Annabella fut une star européenne des années 30, et l’une des rares vedettes françaises à avoir fait carrière à Hollywood. Elle a trouvé ses meilleurs rôles avec René Clair et Henry Hathaway.
D’Abel Gance à aux chefs-d’œuvre de René Clair
Née Suzanne Charpentier, Annabella débute au cinéma à l’âge de dix-neuf ans, dans Napoléon (1927) d’Abel Gance, dans lequel elle joue une ingénue, amoureuse du futur empereur. Elle brille ensuite dans les derniers feux du cinéma muet, avec Maldonne (1928) de Jean Grémillon. L’arrivée du parlant fait d’elle l’une des premières stars européennes, et la vedette française la plus populaire des années 30, jusqu’à l’arrivée de Danielle Darrieux. Elle participe notamment aux versions françaises de films destinés à plusieurs marchés, tels Autour d’une enquête (1931) de Robert Siodmak (production franco-allemande), Marie, légende hongroise (1932), drame franco-hongrois de Paul Fejos, ou Caravane (1934) d’Erik Charell, musical franco-austro-américain, au côté de Charles Boyer. Princesse ou servante, Annabella est souvent vouée aux rôles exotiques ou aux héroïnes de mélodrame.
Partenaire d’Albert Préjean dans Un soir de rafle (1931) de Carmine Gallone, de Jean Murat (son premier époux) dans Paris-Méditerranée (1932) de Joe May, ou de Harry Baur dans Les nuits moscovites (1934) d’Alexis Gronowsky, elle assure à elle seule le succès de ces films. C’est toutefois René Clair qui va donner à Annabella ses rôles les plus célèbres : la danseuse étoile dans Le Million (1931) et la jeune fleuriste de Quatorze juillet (1933) deux chefs-d’œuvre qui l’immortaliseront dans les cinémathèques, même si la cote du cinéaste n’est plus aujourd’hui celle qu’elle était de son vivant.
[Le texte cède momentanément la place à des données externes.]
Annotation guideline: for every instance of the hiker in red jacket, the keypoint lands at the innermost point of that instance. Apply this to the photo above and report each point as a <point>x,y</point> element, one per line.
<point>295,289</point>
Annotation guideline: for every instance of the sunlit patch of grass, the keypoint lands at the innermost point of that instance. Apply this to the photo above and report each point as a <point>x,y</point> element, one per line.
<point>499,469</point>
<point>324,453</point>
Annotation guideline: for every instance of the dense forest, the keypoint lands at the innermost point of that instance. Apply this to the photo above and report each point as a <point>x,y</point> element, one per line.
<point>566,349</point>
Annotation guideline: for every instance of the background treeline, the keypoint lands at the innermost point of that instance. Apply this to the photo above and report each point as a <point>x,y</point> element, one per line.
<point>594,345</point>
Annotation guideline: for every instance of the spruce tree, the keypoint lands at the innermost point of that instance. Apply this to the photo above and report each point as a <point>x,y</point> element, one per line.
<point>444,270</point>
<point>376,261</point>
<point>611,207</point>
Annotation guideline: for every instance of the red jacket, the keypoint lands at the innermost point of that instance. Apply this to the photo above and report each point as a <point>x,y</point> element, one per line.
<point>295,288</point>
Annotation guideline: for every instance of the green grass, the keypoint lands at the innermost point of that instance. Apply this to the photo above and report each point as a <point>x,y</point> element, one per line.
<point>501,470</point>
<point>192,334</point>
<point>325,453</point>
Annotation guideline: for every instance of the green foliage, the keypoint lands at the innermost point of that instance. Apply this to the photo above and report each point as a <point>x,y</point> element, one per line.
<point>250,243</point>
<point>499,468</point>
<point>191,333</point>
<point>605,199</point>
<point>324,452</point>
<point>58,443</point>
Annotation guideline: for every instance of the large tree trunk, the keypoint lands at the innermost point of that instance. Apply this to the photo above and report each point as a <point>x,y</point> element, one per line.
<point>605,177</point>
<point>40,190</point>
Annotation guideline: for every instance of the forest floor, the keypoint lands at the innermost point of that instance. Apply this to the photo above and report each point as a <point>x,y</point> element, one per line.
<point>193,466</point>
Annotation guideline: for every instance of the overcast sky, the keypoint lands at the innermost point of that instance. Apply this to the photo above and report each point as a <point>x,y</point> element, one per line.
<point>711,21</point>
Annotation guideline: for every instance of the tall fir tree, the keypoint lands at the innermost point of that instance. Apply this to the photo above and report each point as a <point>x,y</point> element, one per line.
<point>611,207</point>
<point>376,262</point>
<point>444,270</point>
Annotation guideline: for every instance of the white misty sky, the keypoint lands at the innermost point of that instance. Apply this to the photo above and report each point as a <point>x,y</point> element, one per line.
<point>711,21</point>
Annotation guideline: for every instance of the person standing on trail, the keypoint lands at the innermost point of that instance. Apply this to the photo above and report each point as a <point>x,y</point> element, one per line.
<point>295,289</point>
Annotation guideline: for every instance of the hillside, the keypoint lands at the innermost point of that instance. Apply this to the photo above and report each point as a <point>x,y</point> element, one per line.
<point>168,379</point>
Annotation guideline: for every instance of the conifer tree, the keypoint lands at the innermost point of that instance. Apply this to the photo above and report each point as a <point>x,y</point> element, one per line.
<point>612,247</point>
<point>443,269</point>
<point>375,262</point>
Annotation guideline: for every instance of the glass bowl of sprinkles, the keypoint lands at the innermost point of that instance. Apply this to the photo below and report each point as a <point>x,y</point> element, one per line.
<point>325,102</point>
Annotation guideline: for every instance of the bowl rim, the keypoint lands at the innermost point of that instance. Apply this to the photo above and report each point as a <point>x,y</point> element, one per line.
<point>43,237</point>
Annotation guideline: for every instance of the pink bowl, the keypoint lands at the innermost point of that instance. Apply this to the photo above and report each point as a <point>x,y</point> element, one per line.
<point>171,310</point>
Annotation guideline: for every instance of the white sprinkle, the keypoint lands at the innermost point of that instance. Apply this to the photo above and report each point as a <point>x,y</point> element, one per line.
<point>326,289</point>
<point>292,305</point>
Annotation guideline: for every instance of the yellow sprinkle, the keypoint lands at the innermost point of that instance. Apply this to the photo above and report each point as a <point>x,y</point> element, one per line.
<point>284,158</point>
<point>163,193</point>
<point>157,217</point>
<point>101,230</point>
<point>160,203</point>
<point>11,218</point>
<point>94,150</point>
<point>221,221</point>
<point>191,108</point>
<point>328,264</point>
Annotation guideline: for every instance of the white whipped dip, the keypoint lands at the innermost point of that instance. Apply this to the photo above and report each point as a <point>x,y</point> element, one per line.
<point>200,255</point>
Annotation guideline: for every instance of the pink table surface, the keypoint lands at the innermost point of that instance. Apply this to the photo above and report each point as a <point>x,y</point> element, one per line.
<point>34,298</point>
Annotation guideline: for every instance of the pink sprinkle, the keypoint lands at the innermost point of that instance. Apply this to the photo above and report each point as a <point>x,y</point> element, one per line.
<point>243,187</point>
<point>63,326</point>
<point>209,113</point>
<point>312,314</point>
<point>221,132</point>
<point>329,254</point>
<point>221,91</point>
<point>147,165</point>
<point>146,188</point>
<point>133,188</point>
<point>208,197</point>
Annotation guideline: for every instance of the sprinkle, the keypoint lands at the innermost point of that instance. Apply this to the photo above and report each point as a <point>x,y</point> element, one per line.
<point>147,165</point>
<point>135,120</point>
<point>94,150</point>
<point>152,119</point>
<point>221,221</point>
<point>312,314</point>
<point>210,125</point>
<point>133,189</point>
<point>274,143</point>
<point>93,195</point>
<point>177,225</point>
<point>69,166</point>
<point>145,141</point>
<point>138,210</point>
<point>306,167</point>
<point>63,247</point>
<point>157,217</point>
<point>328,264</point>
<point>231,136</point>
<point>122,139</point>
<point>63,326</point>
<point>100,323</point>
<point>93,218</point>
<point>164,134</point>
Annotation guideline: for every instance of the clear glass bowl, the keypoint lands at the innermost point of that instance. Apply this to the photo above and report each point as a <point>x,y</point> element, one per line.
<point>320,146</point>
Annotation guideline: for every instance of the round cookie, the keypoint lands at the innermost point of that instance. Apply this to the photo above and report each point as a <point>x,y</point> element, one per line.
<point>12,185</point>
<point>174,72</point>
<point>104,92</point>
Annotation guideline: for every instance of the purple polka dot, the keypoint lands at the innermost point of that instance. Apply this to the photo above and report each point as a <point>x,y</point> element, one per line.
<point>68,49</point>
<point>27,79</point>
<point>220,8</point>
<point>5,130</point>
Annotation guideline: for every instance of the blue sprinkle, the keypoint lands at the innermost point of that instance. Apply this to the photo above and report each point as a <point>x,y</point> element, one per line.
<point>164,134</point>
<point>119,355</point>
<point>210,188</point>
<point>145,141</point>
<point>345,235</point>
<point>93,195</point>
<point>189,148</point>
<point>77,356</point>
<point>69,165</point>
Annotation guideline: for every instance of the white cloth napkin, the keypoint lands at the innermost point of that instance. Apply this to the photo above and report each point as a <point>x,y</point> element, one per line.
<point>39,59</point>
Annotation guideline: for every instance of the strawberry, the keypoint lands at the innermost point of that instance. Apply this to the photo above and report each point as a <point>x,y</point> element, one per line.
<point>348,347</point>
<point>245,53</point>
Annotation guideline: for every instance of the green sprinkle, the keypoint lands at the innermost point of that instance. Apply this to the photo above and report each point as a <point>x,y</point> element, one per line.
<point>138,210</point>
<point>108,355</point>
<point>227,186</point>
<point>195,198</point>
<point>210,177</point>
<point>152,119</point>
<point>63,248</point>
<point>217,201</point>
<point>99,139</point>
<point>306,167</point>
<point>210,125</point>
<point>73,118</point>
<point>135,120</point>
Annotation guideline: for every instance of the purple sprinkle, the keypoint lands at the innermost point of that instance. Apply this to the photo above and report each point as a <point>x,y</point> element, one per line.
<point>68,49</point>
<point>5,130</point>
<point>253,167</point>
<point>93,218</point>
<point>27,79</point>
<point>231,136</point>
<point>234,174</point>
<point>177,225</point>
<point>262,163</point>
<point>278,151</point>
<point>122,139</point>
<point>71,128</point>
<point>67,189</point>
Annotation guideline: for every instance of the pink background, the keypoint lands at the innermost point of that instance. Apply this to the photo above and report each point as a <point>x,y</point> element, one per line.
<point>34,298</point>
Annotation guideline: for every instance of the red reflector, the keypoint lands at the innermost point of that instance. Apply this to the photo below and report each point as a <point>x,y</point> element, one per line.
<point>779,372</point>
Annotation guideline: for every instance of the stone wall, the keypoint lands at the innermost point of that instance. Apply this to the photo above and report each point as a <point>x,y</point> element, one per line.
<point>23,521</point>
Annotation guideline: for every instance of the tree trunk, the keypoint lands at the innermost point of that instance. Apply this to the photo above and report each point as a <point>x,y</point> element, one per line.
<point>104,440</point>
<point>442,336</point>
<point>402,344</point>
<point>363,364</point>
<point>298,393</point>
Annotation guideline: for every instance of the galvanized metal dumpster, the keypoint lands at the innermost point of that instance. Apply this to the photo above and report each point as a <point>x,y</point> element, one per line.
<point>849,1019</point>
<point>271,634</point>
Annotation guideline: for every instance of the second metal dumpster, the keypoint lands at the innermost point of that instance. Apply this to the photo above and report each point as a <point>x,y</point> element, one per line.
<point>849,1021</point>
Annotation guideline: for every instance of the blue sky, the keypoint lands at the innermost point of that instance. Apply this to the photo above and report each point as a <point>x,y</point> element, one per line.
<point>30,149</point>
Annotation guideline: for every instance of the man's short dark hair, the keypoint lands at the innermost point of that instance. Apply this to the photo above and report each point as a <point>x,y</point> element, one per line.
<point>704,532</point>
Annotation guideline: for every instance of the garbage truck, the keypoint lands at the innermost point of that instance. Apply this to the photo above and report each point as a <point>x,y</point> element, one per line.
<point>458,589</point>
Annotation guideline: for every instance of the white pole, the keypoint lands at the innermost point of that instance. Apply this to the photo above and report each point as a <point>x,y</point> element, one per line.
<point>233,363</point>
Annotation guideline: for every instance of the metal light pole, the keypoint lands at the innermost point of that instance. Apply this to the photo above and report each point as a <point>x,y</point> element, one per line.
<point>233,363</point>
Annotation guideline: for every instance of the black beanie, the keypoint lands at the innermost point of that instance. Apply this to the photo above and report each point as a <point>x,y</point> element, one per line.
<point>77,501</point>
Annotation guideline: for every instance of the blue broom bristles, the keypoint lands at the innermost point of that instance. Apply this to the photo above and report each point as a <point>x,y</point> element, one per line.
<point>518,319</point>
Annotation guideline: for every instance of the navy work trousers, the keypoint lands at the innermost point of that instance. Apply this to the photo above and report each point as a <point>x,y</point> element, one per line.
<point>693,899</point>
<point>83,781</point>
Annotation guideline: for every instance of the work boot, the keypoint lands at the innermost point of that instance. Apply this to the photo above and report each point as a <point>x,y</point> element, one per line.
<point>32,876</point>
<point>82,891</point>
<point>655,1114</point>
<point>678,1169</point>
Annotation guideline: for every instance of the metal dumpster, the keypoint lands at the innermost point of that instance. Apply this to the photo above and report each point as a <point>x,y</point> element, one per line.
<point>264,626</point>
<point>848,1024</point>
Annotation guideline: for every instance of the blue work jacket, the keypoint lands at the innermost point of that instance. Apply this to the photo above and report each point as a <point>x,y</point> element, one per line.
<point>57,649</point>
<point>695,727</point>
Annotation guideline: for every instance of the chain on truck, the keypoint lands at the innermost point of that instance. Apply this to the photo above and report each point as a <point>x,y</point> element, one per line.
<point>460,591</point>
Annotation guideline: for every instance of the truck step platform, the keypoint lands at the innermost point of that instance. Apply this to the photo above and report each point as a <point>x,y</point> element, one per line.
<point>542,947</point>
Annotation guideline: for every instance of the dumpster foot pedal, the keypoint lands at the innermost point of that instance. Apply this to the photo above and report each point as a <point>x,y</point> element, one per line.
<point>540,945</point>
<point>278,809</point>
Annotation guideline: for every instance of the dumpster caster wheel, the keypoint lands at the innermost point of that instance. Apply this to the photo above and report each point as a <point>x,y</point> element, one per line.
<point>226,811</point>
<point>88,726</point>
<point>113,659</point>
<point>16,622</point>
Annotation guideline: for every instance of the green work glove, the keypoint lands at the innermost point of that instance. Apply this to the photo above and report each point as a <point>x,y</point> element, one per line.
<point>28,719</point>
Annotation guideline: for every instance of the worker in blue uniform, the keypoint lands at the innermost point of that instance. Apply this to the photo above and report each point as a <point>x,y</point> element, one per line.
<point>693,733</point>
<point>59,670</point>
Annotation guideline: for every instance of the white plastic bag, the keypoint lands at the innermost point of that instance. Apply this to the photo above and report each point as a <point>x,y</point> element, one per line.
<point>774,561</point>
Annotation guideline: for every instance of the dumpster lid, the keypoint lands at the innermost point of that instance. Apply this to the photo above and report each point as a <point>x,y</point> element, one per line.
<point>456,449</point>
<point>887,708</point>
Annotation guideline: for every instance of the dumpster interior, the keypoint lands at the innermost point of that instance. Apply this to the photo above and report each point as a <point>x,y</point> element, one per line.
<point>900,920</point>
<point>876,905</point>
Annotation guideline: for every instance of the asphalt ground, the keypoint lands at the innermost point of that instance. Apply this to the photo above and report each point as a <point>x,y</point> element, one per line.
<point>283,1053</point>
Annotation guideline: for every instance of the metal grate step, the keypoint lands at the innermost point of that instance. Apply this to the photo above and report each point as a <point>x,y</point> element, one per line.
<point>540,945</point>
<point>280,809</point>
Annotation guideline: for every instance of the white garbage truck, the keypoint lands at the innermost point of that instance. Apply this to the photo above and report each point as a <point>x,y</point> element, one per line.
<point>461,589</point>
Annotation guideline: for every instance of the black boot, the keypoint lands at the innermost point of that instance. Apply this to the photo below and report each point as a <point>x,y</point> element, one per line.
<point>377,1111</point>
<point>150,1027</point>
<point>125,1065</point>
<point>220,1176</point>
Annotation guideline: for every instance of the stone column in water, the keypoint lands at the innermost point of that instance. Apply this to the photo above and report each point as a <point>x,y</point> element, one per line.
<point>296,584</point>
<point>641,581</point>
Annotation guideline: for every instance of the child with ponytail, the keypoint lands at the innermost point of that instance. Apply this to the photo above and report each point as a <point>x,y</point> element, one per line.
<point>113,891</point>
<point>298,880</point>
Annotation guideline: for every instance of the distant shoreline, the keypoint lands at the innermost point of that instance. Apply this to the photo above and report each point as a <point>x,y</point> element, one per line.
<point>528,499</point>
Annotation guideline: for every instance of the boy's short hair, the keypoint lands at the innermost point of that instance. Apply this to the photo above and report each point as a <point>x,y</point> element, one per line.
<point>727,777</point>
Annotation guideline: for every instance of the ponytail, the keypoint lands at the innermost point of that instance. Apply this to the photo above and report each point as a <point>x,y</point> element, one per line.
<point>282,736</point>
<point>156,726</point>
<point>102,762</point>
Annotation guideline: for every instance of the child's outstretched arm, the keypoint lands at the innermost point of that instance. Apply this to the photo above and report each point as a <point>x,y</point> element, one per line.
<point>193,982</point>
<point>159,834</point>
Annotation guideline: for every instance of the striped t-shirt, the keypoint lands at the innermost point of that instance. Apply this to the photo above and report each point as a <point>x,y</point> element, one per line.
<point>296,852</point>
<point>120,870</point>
Annabella, une star française à Hollywood
La seconde moitié des années 30 confirme le succès d’Annabella. L’année 1935 lui est particulièrement favorable. Épouse infidèle de Charles Vanel dans L’équipage d’Anatole Litvak, elle interprète la Berbère dont s’éprend Gabin dans La bandera de Julien Duvivier, et gagne le prix d’interprétation féminine au Festival de Venise pour Veille d’armes (1935) Marcel L’Herbier. Réclamée par les studios britanniques et Hollywood, Annabella y tourne ensuite quatre films, dont la comédie romantique La baronne et son valet (1938) de Walter Lang, avec William Powell. De retour en France pour honorer un contrat, elle est la tête d’affiche d’Hôtel du Nord (1938) de Marcel Carné, dans le rôle de Renée, la jeune femme suicidaire, un emploi qu’elle avait déjà tenu dans Gardez le sourire (1933) de Paul Fejos. Mais le couple (un brin fade) qu’elle forme avec Jean-Pierre Aumont est éclipsé par les personnages d’Arletty et de Louis Jouvet, avec la complicité du réalisateur et du scénariste Jeanson. C’est le début du désamour entre Annabella et le cinéma français.
Elle revient à Hollywood, épouse la star Tyrone Power (dont elle divorcera en 1949), et tourne cinq métrages, du film d’aventures Suez (1938) d’Alan Dwan au film de guerre 13, rue Madeleine (1947) de Henry Hathaway, avec James Cagney et Richard Conte. On la voit aussi sur la scène newyorkaise en 1946, dans une adaptation américaine de Huis clos de Jean-Paul Sartre. Mais à l’instar de sa compatriote Simone Simon, Annabella ne s’adapte pas au système des studios américain. Préférant revenir en France, elle y fait son come-back en 1948 avec le mélodrame Éternel conflit (1948) de Georges Lampin, qui ne trouve pas son public, de même que Dernier amour (1949) de Jean Stelli et L’homme qui revient de loin (1950) de Jean Castaner. Sans doute Annabella était-t-elle désormais perçue comme l’actrice d’une autre époque. Après quelques productions tournées en Espagne, elle met un terme à sa carrière en 1954.